If they reduce their prices further, they would have even more opportunities to grow, they said.
Customers shop at a newly opened Co.op Smile convenience store in HCM City’s Cu Chi District. (Photo for illustration)
Le Viet Nga, deputy head of the Ministry of Industry and Trade’s domestic market department, said convenience stores have got a good reception from the market, and now make up the fastest growing retail segment with double-digit growth.
“This is a modern trading channel, selling goods with clear origins and having good management. Convenience stores offer good opportunities for small and medium-sized enterprises and farmers to bring their products into the market.”
According to the ministry, investors are also favouring convenience stores since their return on investment is much higher than traditional supermarkets or hypermarkets and investment is lower.
Besides, getting licences for convenience stores and minimarts is much easier than for supermarkets since opening retail outlets of less than 500sq.m is not subject to the economic needs test (ENT), it said.
Traditional retail channels still account for 72 percent of the market but this is forecast to reduce to 60 percent by 2020.
In China, there is one convenience store for every 21,000 people, while the figure is 1,800 in the Republic of Korea and 69,000 in Vietnam, meaning there is immense potential for the segment to grow in the country, it said, adding that the steady increase in incomes and changes in consumer behaviour are other big factors.

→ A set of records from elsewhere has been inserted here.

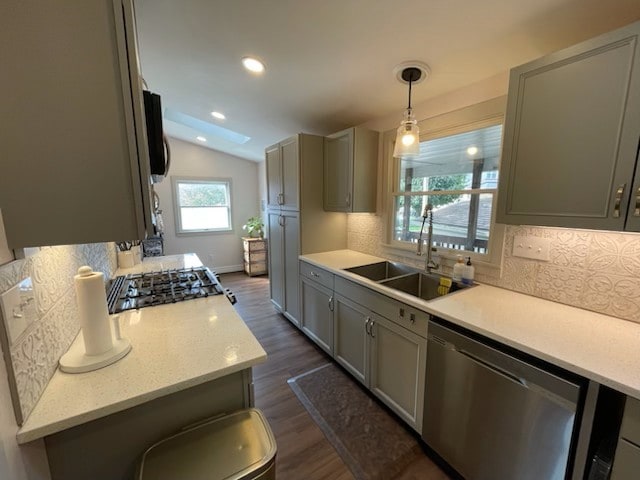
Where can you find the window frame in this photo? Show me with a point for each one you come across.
(177, 208)
(485, 114)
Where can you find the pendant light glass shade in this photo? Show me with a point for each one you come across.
(408, 137)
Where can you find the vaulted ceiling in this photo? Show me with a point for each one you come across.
(330, 62)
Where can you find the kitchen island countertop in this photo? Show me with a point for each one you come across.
(599, 347)
(175, 347)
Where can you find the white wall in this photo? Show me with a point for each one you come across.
(262, 189)
(219, 251)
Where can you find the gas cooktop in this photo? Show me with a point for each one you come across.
(148, 289)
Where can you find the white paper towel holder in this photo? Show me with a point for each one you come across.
(77, 361)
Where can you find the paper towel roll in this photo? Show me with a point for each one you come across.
(94, 314)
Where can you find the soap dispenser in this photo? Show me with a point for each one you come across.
(458, 268)
(468, 272)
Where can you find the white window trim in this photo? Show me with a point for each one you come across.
(176, 205)
(473, 117)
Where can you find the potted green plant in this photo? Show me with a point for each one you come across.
(254, 227)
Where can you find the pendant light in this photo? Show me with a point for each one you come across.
(408, 136)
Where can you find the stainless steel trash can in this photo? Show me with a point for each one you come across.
(238, 446)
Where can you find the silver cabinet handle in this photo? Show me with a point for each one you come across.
(167, 149)
(616, 207)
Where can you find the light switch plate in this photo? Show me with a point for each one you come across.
(18, 309)
(535, 248)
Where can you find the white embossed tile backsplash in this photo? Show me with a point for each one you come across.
(34, 356)
(589, 269)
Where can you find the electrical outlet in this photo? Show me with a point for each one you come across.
(535, 248)
(18, 308)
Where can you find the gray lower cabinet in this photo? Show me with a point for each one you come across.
(387, 358)
(317, 313)
(570, 142)
(398, 360)
(351, 337)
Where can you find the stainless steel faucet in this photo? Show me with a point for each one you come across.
(427, 213)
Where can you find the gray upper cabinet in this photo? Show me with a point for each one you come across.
(274, 176)
(350, 170)
(73, 140)
(283, 183)
(571, 137)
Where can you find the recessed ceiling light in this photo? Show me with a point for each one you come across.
(253, 64)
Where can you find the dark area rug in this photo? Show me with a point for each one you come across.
(369, 439)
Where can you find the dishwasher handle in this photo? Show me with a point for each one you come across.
(494, 368)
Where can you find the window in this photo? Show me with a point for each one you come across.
(202, 205)
(457, 174)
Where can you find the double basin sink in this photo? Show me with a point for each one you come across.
(403, 278)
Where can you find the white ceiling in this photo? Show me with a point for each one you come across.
(330, 62)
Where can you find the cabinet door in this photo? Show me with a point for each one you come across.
(338, 171)
(276, 259)
(289, 153)
(397, 367)
(350, 338)
(74, 85)
(291, 225)
(317, 313)
(571, 135)
(633, 216)
(274, 175)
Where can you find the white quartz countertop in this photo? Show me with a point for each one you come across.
(175, 347)
(599, 347)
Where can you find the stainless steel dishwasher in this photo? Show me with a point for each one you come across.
(492, 416)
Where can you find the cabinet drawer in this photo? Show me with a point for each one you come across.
(255, 256)
(626, 464)
(408, 317)
(254, 245)
(631, 421)
(317, 274)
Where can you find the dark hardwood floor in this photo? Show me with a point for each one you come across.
(304, 453)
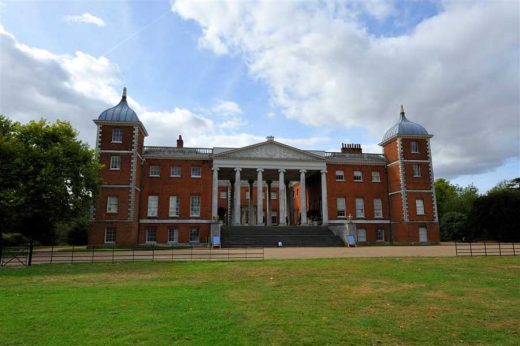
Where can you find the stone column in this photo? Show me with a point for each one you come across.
(251, 213)
(281, 197)
(214, 193)
(259, 201)
(268, 203)
(303, 199)
(236, 199)
(324, 201)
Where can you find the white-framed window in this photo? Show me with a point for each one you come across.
(155, 171)
(175, 171)
(414, 147)
(194, 235)
(112, 204)
(423, 234)
(195, 206)
(419, 206)
(416, 170)
(115, 162)
(153, 205)
(173, 235)
(173, 211)
(362, 235)
(380, 235)
(378, 208)
(360, 207)
(110, 235)
(196, 172)
(340, 204)
(151, 235)
(117, 135)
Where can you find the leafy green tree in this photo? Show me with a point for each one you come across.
(513, 184)
(47, 176)
(496, 216)
(454, 203)
(453, 225)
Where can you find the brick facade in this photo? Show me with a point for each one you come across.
(389, 197)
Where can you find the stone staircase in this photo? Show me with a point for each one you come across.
(269, 236)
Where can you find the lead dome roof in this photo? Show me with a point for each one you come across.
(405, 127)
(120, 113)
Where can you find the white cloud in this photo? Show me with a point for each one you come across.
(227, 108)
(37, 83)
(456, 72)
(86, 18)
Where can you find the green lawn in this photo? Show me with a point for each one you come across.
(440, 301)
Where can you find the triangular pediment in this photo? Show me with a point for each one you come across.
(269, 150)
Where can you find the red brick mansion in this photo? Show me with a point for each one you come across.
(169, 195)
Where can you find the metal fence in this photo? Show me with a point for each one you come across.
(487, 248)
(72, 254)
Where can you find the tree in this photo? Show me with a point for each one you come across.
(496, 216)
(454, 203)
(47, 176)
(513, 184)
(453, 225)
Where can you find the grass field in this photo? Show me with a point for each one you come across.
(440, 301)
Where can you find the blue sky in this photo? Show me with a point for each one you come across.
(313, 74)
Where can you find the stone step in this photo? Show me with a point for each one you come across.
(269, 236)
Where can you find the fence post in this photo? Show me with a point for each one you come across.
(29, 262)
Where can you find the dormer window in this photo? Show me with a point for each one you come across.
(115, 162)
(196, 172)
(416, 170)
(414, 147)
(155, 171)
(117, 135)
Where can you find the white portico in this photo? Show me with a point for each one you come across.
(267, 164)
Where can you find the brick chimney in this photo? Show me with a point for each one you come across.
(351, 148)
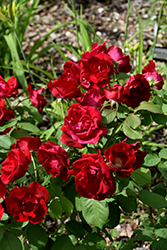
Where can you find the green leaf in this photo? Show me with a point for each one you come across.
(114, 215)
(151, 160)
(163, 153)
(67, 205)
(162, 167)
(128, 204)
(153, 108)
(161, 233)
(55, 210)
(28, 126)
(152, 199)
(133, 121)
(144, 234)
(5, 142)
(37, 236)
(63, 242)
(95, 212)
(108, 115)
(160, 244)
(10, 242)
(129, 132)
(94, 241)
(75, 227)
(141, 176)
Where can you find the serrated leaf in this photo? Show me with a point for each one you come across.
(10, 242)
(163, 153)
(95, 212)
(130, 133)
(152, 199)
(162, 167)
(55, 210)
(151, 160)
(108, 115)
(141, 176)
(133, 121)
(153, 108)
(144, 234)
(63, 242)
(67, 205)
(5, 142)
(37, 236)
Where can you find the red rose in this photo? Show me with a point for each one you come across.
(54, 159)
(82, 126)
(124, 158)
(64, 89)
(98, 70)
(114, 93)
(15, 165)
(1, 211)
(30, 142)
(150, 73)
(92, 177)
(9, 88)
(94, 97)
(36, 98)
(136, 90)
(123, 62)
(5, 115)
(71, 72)
(28, 203)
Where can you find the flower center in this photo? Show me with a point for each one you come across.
(117, 163)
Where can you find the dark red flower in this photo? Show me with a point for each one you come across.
(30, 142)
(64, 89)
(54, 159)
(9, 88)
(5, 115)
(124, 158)
(28, 203)
(94, 97)
(37, 98)
(114, 93)
(93, 178)
(150, 73)
(136, 90)
(1, 211)
(15, 165)
(82, 126)
(123, 61)
(71, 72)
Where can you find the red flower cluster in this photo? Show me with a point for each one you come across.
(28, 203)
(54, 159)
(82, 126)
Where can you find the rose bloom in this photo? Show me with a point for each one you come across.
(37, 98)
(5, 115)
(30, 142)
(54, 159)
(82, 126)
(93, 178)
(150, 73)
(28, 203)
(136, 90)
(64, 89)
(94, 97)
(15, 165)
(9, 88)
(97, 70)
(71, 72)
(124, 158)
(114, 93)
(122, 61)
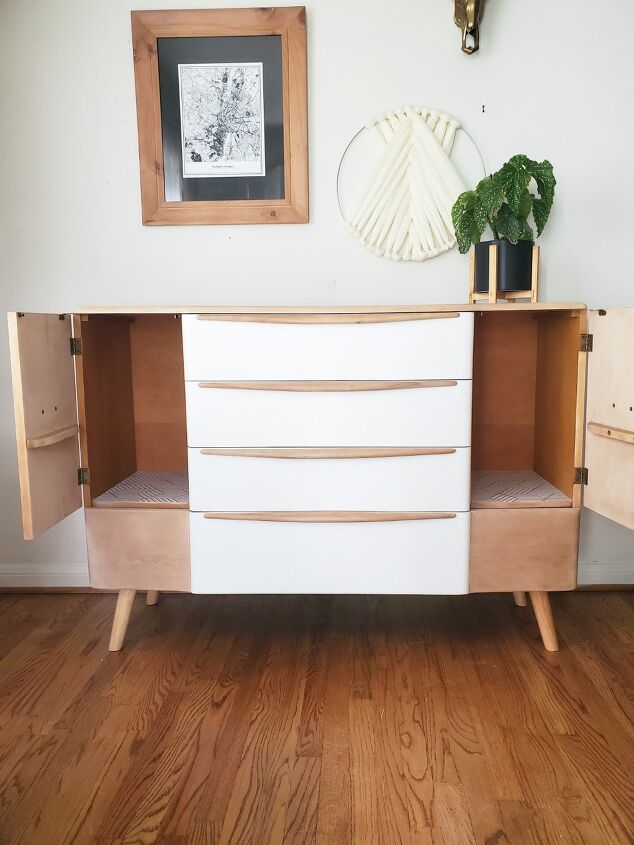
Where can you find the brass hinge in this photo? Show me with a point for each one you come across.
(585, 343)
(581, 475)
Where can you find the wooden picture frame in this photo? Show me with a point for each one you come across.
(289, 23)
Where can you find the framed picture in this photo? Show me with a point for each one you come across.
(222, 117)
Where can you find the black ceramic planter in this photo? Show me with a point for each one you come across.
(515, 263)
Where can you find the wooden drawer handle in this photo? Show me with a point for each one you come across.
(325, 386)
(622, 434)
(333, 453)
(322, 319)
(52, 437)
(330, 516)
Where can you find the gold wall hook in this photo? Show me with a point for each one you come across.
(467, 15)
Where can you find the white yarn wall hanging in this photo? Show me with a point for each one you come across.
(405, 212)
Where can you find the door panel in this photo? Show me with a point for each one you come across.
(45, 407)
(609, 453)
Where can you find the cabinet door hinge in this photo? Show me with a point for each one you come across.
(585, 343)
(581, 475)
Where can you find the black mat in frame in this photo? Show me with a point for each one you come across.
(242, 48)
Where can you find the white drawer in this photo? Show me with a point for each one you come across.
(427, 556)
(416, 416)
(407, 349)
(263, 480)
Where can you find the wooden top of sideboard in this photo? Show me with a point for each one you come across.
(328, 309)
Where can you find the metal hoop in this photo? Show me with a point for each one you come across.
(360, 132)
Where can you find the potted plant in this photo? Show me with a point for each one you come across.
(504, 202)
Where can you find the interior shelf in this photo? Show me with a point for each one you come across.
(514, 489)
(147, 489)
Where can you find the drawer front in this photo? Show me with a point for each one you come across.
(423, 416)
(407, 349)
(427, 482)
(429, 556)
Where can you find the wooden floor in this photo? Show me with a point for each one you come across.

The number of convenience stores more than doubled in 2012-14 to 348. The number of minimarts went up from 863 to 1,452.
In 2015 and 2016, convenience stores continued with their impressive performance, with local and foreign players like Saigon Co.op, Satra, Vingroup, B’s mart, Shop&Go and Circle K beefing up their presence as shoppers eyed convenience while a robust economy increased their spending power.

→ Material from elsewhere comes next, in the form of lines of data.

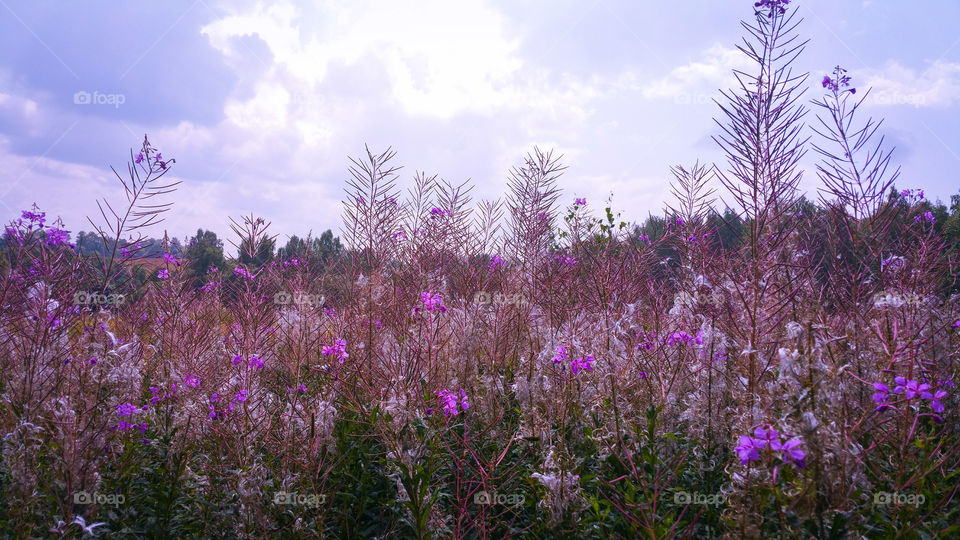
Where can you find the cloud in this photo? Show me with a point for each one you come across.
(699, 80)
(895, 84)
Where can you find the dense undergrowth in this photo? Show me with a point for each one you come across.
(511, 368)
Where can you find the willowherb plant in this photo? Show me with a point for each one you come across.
(528, 368)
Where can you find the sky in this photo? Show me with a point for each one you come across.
(263, 103)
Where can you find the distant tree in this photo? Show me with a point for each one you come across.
(263, 255)
(204, 251)
(296, 248)
(327, 247)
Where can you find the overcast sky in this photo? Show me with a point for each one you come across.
(261, 103)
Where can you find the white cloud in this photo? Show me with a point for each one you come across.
(895, 84)
(699, 79)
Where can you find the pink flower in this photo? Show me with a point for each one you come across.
(748, 449)
(338, 350)
(581, 363)
(432, 302)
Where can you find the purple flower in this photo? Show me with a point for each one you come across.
(926, 216)
(772, 5)
(766, 436)
(127, 409)
(581, 363)
(882, 393)
(338, 350)
(242, 272)
(56, 237)
(748, 449)
(935, 401)
(791, 453)
(569, 261)
(432, 302)
(450, 401)
(911, 387)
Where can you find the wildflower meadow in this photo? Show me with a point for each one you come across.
(756, 362)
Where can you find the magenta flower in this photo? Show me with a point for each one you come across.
(882, 393)
(767, 436)
(791, 453)
(432, 302)
(748, 449)
(56, 237)
(935, 401)
(581, 363)
(450, 402)
(127, 409)
(242, 272)
(337, 350)
(569, 261)
(926, 216)
(911, 388)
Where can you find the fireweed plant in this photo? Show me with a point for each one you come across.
(792, 361)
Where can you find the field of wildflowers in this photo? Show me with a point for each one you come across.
(514, 368)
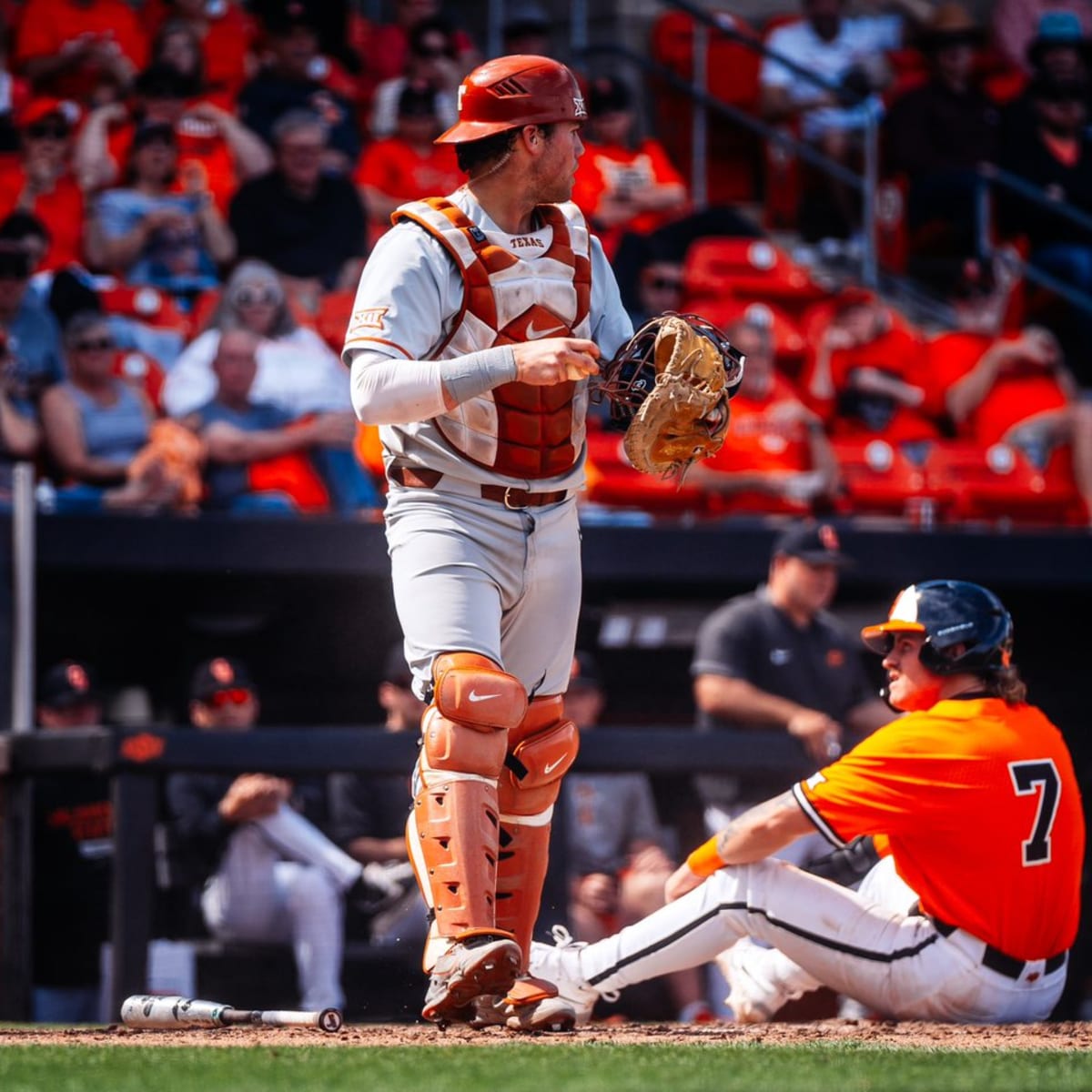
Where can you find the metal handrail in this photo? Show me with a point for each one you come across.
(988, 175)
(704, 22)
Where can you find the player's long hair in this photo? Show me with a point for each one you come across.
(1005, 682)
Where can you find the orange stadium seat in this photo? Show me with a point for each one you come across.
(748, 270)
(147, 304)
(733, 161)
(1002, 483)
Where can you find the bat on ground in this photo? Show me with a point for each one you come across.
(173, 1011)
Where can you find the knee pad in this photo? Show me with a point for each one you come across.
(541, 751)
(474, 707)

For instance, Saigon Co.op, which owns Co.opmart, Co.opXtra and Co.op Food, last year launched Co.op Smile, a new retail model.
Saigon Co.op General Director Nguyen Thanh Nhan said plans are in the works to increase the number of Co.op Smile stores to 200-300 by the end of this year from just 20 outlets last year.
Satra, which has a joint venture with Heineken in Vietnam, also plans to expand its retail system, with a focus on developing its convenience store chain Satrafoods to create a distribution channel for its subsidiaries like meat producer Vissan and Vietnamese producers in general.
This year it will open 55 Satrafoods stores, including 10 in the Mekong Delta city of Can Tho alone, raising the total number to 172.
According to the ministry, foreign enterprises have a 70 percent market share of convenience stores, 17 percent of malls and supermarkets, 15 percent of minimarts and 50 percent of the online shopping channel.
According to insiders, the biggest disadvantage for convenience stores and minimarts is their higher prices compared to supermarkets, traditional markets, and grocery stores.
To improve their competitiveness, they must reduce prices and sell quality local products, they said.
Vu Vinh Phu, chairman of the Hanoi Supermarkets Association, said domestic producers and distributors should develop closer links to cut intermediary costs.
According to the Global Retail Development Index (GRDI) from consulting firm A.T. Kearney, Vietnam has been in the top 30 most attractive retail markets since 2008.